Choosing this menu entry opens the dialog Serial Test.

This test examines whether pairs of consecutive numbers are equally distributed and thus checks their independence of each other.

In the case of a binary sequence s, the test determines whether the probability, that consecutive elements in the sequence are the same or different, is equal or not. This is an index of whether every bit is independent from its immediate predecessor or not. The number of sub-sequences 00, 01, 10, 11 in s should approach the number expected if a number sequence is truly random.

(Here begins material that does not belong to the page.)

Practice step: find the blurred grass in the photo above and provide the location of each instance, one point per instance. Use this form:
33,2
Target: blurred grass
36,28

Since under this test two bits are always examined together, the test is also known in the literature as the two-bit test.

Let n0 and n1 be the numbers of zeros and ones, respectively, in s; and let n00, n01, n10 and n11 be the relevant numbers of sub-sequences 00, 01, 10, 11 in s. As the sub-sequences overlap, the following applies (with n = bit length of s):

n00 + n01 + n10 + n11 = n - 1

The test statistics used are given by

X2 = [4 / (n –1)] * (n00^2 + n01^2 + n10^2 + n11^2) – (2 / n) * (n0^2 + n1^2) + 1,

whereby X2 approaches a chi^2 distribution with two degrees of freedom, provided that n>=21.

In the serial test dialog it is possible to determine significance level, offset and test length.

Example of the Serial Test

By way of illustration, a classical serial test will be carried out on the short binary sequence

s = 
00010111 01101101 01111101 11110011 00101111 
00001111 10100100 11001111 11000011 11010001
11010001 00101110 11010100 11000011 01010001
11010110 00110010 10001111 00000111 01000111

of length n = 160 (20 bytes). The significance level is set with alpha = 0.05.

The number of overlapping pairs 00, 01, 10 and 11 in s is

n00 = 35 n10 = 38
n01 = 39 n11 = 47

The test statistics for the two-bit test is calculated by

X2 = [4 / (160 –1)] * (35^2 + 39^2 + 38^2 + 47^2) – (2 / 160) * (74^2 + 86^2) + 1 = 1.081

The threshold for X2 in a chi^2 distribution with two degrees of freedom and a significance level of alpha = 0.05 is given by 5.991.

With X2 = 1.081 <= 5.991, sequence s passes the serial test.

Reference: Christian Schiestl, Pseudozufallszahlen in der Kryptographie, in Klagenfurt, 1999.